For a truly Christian life, some things matter and others do not. In light of the term fruit of righteousness in verse 11 and the contrast in 3:1-11 between righteousness in terms of lawkeeping and that which is through faith in Christ, this petition probably anticipates the warning and personal testimony of that passage. Neither circumcision nor uncircumcision counts for a thing, Paul says elsewhere (1 Cor 7:19; Gal 5:6; 6:15). What counts, rather, is keeping the commandments of God (1 Cor 7:19), which in Galatians 5:6 is interpreted as "faith expressing itself through love." This is the kind of insight he prays for them to have, so that they will be able to continue to discern what is best.
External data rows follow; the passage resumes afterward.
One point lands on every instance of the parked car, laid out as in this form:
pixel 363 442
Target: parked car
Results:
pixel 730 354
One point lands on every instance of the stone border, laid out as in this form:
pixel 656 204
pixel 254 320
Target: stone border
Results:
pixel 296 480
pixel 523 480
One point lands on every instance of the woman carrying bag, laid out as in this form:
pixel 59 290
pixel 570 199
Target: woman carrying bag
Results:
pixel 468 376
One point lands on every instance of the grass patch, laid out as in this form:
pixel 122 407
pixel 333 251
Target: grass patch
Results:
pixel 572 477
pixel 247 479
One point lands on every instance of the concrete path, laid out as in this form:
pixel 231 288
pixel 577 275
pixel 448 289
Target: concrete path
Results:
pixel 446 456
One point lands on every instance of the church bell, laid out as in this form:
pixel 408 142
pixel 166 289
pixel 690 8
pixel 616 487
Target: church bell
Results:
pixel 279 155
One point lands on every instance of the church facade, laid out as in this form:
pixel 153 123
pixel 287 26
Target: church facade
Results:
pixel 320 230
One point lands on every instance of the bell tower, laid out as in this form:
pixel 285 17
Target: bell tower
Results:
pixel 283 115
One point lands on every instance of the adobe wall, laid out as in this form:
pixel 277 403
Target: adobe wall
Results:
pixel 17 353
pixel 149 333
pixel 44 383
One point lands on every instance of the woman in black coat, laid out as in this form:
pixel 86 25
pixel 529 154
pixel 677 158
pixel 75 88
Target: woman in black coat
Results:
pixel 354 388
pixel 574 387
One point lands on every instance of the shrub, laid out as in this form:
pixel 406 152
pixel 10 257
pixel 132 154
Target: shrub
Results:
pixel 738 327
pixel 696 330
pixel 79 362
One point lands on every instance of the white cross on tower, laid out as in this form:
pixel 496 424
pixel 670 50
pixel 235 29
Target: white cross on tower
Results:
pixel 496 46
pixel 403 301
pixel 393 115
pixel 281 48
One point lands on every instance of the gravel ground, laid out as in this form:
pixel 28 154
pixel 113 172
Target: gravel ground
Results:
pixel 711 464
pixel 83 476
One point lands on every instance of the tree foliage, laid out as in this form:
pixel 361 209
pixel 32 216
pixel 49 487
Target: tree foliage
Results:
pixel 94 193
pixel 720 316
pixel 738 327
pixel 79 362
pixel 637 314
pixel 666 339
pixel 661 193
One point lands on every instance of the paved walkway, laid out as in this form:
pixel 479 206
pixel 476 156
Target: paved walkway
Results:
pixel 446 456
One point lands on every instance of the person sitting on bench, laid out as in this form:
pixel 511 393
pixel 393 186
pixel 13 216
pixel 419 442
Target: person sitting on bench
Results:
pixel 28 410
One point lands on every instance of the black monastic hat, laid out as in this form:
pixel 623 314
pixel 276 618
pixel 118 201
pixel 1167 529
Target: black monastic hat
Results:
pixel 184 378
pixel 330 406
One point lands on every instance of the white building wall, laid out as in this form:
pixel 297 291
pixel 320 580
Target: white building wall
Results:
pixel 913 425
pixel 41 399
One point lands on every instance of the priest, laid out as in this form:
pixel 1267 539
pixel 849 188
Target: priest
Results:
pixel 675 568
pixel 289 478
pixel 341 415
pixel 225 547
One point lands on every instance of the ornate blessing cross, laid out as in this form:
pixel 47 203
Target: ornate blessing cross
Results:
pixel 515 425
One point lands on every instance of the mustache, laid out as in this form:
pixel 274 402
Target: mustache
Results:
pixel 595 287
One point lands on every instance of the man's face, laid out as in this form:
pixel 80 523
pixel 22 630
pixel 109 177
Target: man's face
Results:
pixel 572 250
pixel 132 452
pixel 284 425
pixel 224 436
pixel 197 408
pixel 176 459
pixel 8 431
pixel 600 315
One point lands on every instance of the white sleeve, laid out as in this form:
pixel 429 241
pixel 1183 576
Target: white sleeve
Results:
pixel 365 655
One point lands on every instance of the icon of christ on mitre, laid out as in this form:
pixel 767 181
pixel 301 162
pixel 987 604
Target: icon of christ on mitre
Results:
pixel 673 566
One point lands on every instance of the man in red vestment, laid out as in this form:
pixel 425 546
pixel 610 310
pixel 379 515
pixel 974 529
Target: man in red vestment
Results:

The ultimate purpose for the preceding concerns, that they might be pure and blameless for the day of Christ, reflects the urgency already voiced in the thanksgiving that they be found complete at the coming of Christ. Pure most likely refers to purity (sincerity) of motive, in terms of relationships within the community. Likewise, the word translated blameless is not Paul's regular word for this idea. Ordinarily, as in 2:15 and 3:6, he uses a word denoting behavior that is without observable fault. But this word suggests being blameless in the sense of "not offending" or not causing someone else to stumble.
This choice of words probably reflects the present situation in Philippi. The behavior of some appears to have the latent possibility of mixed motives, or at least is a potential source of offense. Paul prays that they may stand blameless on the day of Christ, not having offended others through equivocal behavior.